1 Health Net, Inc. v. Department of Revenue, Oregon Tax Court, No. TC 5127, Sept. 9, 2015.

2 The taxpayer used a single sales factor for a portion of the 2005 tax year and the entire 2006 and 2007 tax years.

3 OR. REV. STAT. § 305.655, enacted by Ch. 242, Laws 1967.

4 OR. REV. STAT. § 314.650, prior to 1989 amendments.

5 Former OR. REV. STAT. § 305.655.

6 OR. REV. STAT. § 314.650, prior to 2001 amendments.

7 OR. REV. STAT. § 314.606, enacted by Ch. 726, Laws 1993.

8 OR. REV. STAT. § 314.650, as amended by Ch. 793 (H.B. 2281), Laws 2001; Ch. 739 (H.B. 3183), Laws 2003.

9 Ch. 407 (S.B. 307), Laws 2013, effective Oct. 7, 2013. This legislation repealed the statute that had adopted the Compact (OR. REV. STAT. § 305.655) and replaced it with a new version of the Compact (OR. REV. STAT. § 305.653) that intentionally omits Articles III and IV. For a discussion of this legislation, see GT SALT Alert: Oregon Effectively Repeals Multistate Tax Compact Apportionment Election Provisions.

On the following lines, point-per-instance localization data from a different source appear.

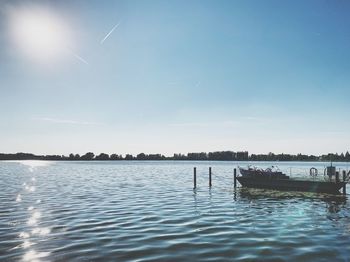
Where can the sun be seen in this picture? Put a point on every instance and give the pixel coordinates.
(39, 34)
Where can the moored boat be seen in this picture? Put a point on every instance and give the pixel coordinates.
(275, 179)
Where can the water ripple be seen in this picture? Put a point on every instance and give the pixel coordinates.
(142, 211)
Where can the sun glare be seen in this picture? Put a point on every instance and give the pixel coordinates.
(39, 34)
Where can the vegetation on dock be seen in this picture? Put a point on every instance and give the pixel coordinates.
(202, 156)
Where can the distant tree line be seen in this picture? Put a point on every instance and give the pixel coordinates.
(211, 156)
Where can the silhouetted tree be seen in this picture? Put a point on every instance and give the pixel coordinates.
(88, 156)
(102, 156)
(129, 157)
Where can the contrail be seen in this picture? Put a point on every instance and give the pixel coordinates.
(110, 32)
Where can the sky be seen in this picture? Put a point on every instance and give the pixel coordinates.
(174, 76)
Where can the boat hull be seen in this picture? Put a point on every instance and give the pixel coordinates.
(292, 185)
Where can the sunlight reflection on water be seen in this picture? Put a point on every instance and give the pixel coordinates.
(141, 211)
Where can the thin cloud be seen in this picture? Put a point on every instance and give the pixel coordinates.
(65, 121)
(206, 124)
(109, 33)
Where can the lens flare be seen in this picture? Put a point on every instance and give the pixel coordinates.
(39, 34)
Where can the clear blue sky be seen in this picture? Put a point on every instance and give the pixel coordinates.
(178, 76)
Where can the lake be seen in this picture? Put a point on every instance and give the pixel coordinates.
(148, 211)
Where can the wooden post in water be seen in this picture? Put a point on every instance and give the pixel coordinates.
(235, 178)
(344, 178)
(194, 178)
(209, 176)
(337, 176)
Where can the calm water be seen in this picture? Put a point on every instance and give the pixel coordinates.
(143, 211)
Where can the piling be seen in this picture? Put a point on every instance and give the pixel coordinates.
(344, 180)
(209, 176)
(337, 177)
(194, 178)
(235, 177)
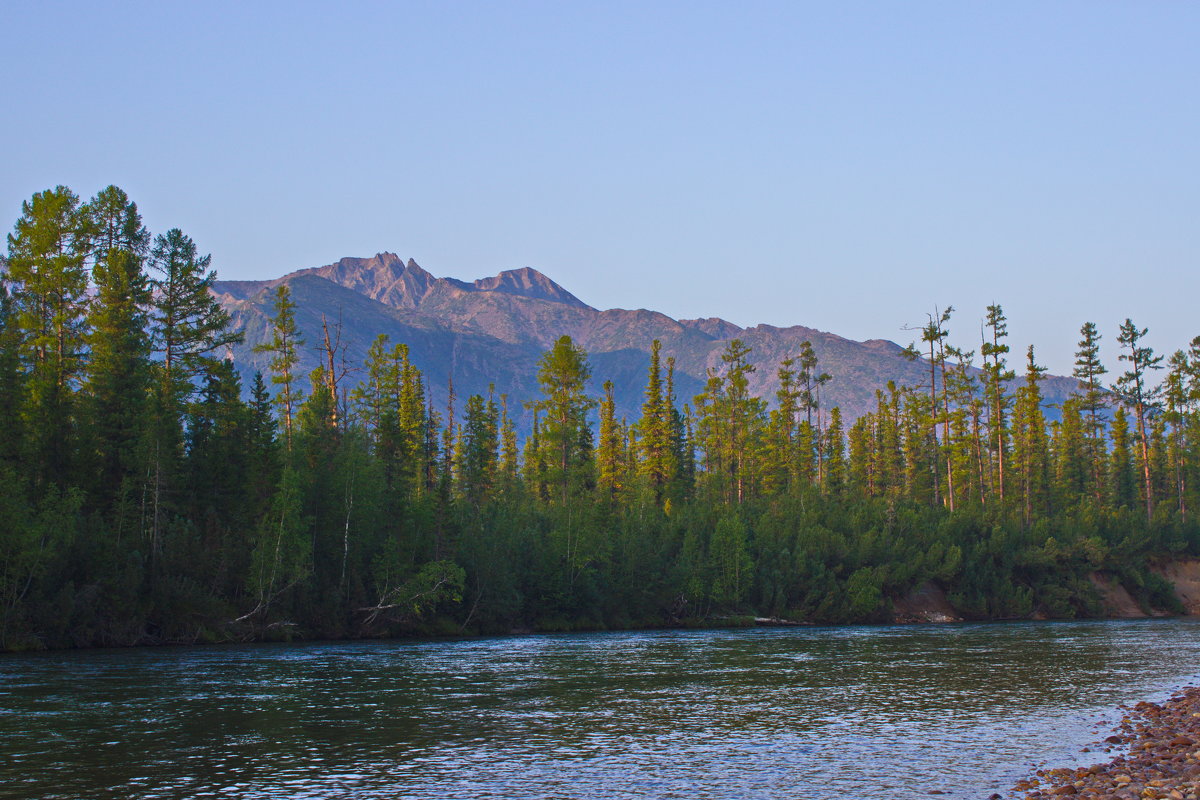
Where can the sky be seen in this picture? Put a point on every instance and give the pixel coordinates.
(845, 166)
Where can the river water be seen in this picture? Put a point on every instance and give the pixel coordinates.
(779, 713)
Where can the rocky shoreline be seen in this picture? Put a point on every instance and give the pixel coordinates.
(1163, 758)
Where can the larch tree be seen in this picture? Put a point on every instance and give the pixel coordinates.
(1090, 372)
(48, 281)
(283, 348)
(1134, 390)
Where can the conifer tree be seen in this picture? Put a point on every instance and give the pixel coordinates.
(191, 328)
(1133, 389)
(1031, 452)
(610, 449)
(996, 377)
(48, 281)
(657, 462)
(283, 348)
(1090, 372)
(563, 373)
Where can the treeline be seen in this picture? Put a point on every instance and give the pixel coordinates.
(144, 500)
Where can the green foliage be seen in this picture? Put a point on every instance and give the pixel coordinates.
(147, 500)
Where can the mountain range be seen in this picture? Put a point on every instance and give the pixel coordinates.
(492, 331)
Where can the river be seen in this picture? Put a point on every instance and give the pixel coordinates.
(769, 713)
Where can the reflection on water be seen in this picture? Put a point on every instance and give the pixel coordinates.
(814, 713)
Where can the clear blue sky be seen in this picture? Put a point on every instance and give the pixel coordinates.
(840, 166)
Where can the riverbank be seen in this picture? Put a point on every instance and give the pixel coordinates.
(1163, 758)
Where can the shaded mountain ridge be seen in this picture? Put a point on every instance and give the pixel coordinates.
(491, 331)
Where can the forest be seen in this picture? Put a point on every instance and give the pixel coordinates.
(149, 497)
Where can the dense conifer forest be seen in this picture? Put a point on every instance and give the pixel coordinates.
(145, 500)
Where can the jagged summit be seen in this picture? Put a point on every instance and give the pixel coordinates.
(395, 282)
(487, 335)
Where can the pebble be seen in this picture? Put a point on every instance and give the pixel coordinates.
(1161, 763)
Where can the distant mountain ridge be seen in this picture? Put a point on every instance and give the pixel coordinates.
(491, 331)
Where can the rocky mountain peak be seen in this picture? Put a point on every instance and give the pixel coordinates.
(528, 282)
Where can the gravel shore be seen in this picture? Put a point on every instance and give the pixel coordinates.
(1163, 758)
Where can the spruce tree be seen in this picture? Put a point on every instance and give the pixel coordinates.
(283, 348)
(1090, 372)
(1134, 390)
(48, 280)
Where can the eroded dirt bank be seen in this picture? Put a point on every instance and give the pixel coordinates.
(929, 603)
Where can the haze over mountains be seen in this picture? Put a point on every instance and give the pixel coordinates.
(491, 331)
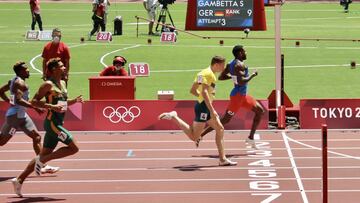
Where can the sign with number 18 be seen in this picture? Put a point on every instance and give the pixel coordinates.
(139, 69)
(168, 37)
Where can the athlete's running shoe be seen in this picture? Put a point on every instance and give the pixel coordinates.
(17, 186)
(227, 162)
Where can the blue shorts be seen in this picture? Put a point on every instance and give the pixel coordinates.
(202, 113)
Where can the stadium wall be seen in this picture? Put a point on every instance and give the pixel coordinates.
(136, 115)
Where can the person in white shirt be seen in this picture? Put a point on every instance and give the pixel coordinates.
(107, 4)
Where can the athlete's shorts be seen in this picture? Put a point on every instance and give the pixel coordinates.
(237, 101)
(54, 134)
(202, 113)
(14, 123)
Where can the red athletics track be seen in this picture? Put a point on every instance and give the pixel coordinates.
(166, 167)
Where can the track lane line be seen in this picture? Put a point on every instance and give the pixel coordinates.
(295, 169)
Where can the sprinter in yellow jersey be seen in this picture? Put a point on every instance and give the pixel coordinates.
(54, 90)
(204, 89)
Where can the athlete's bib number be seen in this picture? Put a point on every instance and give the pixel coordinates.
(62, 136)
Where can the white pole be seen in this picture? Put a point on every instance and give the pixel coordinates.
(278, 54)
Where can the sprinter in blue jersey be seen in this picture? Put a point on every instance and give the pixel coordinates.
(239, 73)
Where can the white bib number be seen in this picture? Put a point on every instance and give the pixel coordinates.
(234, 79)
(62, 136)
(63, 104)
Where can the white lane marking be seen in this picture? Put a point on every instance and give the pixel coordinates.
(295, 169)
(189, 70)
(329, 151)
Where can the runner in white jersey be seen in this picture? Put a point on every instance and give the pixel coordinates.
(16, 116)
(151, 6)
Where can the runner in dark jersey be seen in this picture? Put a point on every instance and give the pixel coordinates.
(239, 98)
(54, 90)
(16, 115)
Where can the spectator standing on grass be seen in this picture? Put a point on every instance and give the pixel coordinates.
(107, 5)
(56, 49)
(151, 6)
(204, 89)
(117, 69)
(98, 18)
(35, 14)
(55, 92)
(239, 98)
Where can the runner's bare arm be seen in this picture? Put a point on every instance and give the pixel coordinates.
(75, 100)
(193, 89)
(18, 91)
(4, 89)
(40, 94)
(224, 75)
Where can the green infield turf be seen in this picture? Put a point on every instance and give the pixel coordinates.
(315, 69)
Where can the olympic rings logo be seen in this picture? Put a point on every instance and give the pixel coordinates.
(121, 113)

10 OR. CONST. art. IV, § 22.

11 OR. CONST. art. I, § 21.

12 The Compact provides that "[a]ny party state may withdraw from this compact by enacting a statute repealing the same." OR. REV. STAT. § 305.653(Art. X)(2).

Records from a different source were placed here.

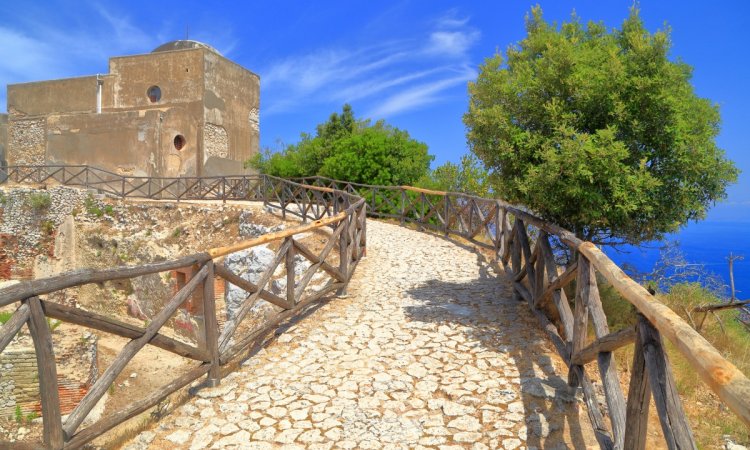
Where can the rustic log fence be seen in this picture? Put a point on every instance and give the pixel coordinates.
(529, 248)
(326, 209)
(526, 245)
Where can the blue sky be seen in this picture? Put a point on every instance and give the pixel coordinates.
(407, 62)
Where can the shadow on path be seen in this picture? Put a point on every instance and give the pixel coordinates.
(492, 320)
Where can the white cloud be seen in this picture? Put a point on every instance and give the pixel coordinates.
(452, 43)
(389, 77)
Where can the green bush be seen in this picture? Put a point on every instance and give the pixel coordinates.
(48, 227)
(39, 200)
(92, 207)
(5, 316)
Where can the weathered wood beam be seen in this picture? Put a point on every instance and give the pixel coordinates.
(231, 352)
(559, 282)
(110, 421)
(13, 325)
(721, 306)
(723, 377)
(211, 326)
(639, 395)
(27, 289)
(99, 322)
(606, 363)
(126, 354)
(674, 424)
(230, 326)
(52, 435)
(558, 294)
(250, 287)
(608, 343)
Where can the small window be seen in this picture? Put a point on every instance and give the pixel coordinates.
(154, 94)
(179, 142)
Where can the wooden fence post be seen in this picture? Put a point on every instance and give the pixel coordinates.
(606, 363)
(446, 214)
(211, 326)
(403, 206)
(47, 369)
(580, 319)
(674, 423)
(344, 255)
(639, 395)
(290, 273)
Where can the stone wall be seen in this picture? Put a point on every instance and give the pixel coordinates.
(22, 225)
(215, 141)
(27, 141)
(19, 378)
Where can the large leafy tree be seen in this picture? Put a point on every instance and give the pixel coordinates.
(353, 150)
(598, 130)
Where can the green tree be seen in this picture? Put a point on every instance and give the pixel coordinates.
(354, 150)
(598, 131)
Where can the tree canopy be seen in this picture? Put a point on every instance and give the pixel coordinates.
(354, 150)
(598, 130)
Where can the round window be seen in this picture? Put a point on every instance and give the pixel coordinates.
(154, 94)
(179, 142)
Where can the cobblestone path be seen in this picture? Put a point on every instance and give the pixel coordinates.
(427, 351)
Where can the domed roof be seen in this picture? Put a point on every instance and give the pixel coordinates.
(183, 44)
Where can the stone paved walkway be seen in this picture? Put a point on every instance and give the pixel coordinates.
(428, 351)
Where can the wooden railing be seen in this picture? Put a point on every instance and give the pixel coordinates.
(530, 248)
(341, 212)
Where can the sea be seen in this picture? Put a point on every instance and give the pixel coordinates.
(707, 243)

13 U.S. CONST. art. I, § 10.

14 U.S. CONST. art. I, § 10.

15 Ch. 407 (S.B. 307), Laws 2013, effective Oct. 7, 2013.

16 Kimberly-Clark Corp. v. Commissioner of Revenue, Minnesota Tax Court, File No. 8670-R, June 19, 2015. For a discussion of this case, see GT SALT Alert: Minnesota Tax Court Denies Use of Multistate Tax Compact's Equally-Weighted Three-Factor Apportionment Formula Election.

17 Graphic Packaging Corp. v. Hegar, Texas Court of Appeals, Third District, at Austin, No. 03-14- 00197-CV, July 28, 2015. For a discussion of this case, see GT SALT Alert: Texas Appeals Court Denies Use of Compact's Three-Factor Formula As Revised Texas Franchise Tax Is Not Considered an Income Tax.

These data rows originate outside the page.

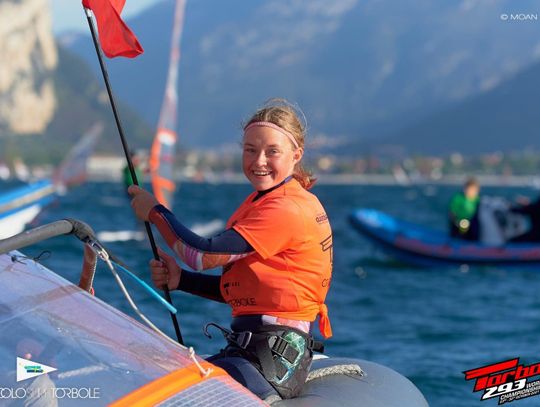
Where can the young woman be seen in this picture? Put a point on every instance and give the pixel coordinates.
(276, 254)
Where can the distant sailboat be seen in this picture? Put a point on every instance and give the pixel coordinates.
(163, 148)
(21, 205)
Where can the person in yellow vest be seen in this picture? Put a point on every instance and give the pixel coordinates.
(276, 254)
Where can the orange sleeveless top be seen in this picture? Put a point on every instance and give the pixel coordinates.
(290, 273)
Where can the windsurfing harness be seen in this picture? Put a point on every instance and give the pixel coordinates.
(288, 272)
(281, 354)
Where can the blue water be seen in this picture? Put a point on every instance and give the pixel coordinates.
(428, 324)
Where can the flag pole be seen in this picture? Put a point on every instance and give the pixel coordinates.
(88, 13)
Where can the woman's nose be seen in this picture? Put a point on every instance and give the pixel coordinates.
(261, 158)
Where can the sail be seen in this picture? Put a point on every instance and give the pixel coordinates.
(164, 145)
(72, 170)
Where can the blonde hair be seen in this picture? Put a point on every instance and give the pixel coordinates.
(285, 115)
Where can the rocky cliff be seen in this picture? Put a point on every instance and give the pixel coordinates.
(28, 57)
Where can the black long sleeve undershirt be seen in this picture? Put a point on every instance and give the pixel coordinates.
(202, 285)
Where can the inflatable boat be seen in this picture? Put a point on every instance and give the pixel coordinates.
(63, 344)
(421, 246)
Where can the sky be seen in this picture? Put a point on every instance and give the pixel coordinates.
(68, 15)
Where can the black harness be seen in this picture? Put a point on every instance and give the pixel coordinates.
(266, 346)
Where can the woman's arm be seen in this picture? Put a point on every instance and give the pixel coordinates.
(196, 251)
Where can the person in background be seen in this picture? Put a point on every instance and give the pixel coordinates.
(276, 254)
(463, 211)
(137, 165)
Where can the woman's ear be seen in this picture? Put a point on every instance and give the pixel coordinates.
(298, 154)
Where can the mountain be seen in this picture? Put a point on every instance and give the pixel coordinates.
(81, 101)
(359, 69)
(28, 58)
(502, 119)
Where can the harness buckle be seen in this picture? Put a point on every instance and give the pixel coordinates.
(242, 339)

18 In International Business Machines v. Department of Treasury, 852 N.W.2d 865 (Mich. 2014), the Michigan Supreme Court ruled in favor of the taxpayer's use of the Compact's three-factor election for purposes of the Michigan Business Tax (MBT). For a discussion of this case, see GT SALT Alert: Michigan Supreme Court Allows Multistate Tax Compact Three-Factor Apportionment Election for 2008 MBT Return. However, the state of Michigan promptly enacted legislation that retroactively repealed the Compact and may have eliminated virtually all rights to refunds. Act 282 (S.B. 156), Laws 2014. For further discussion of this Michigan legislation, see GT SALT Alert: Michigan Enacts Legislation Designed to Eliminate Multistate Tax Compact Apportionment Election Refunds Allowed by IBM Case.

19 Gillette Co. v. Franchise Tax Board, California Supreme Court, No. S206587.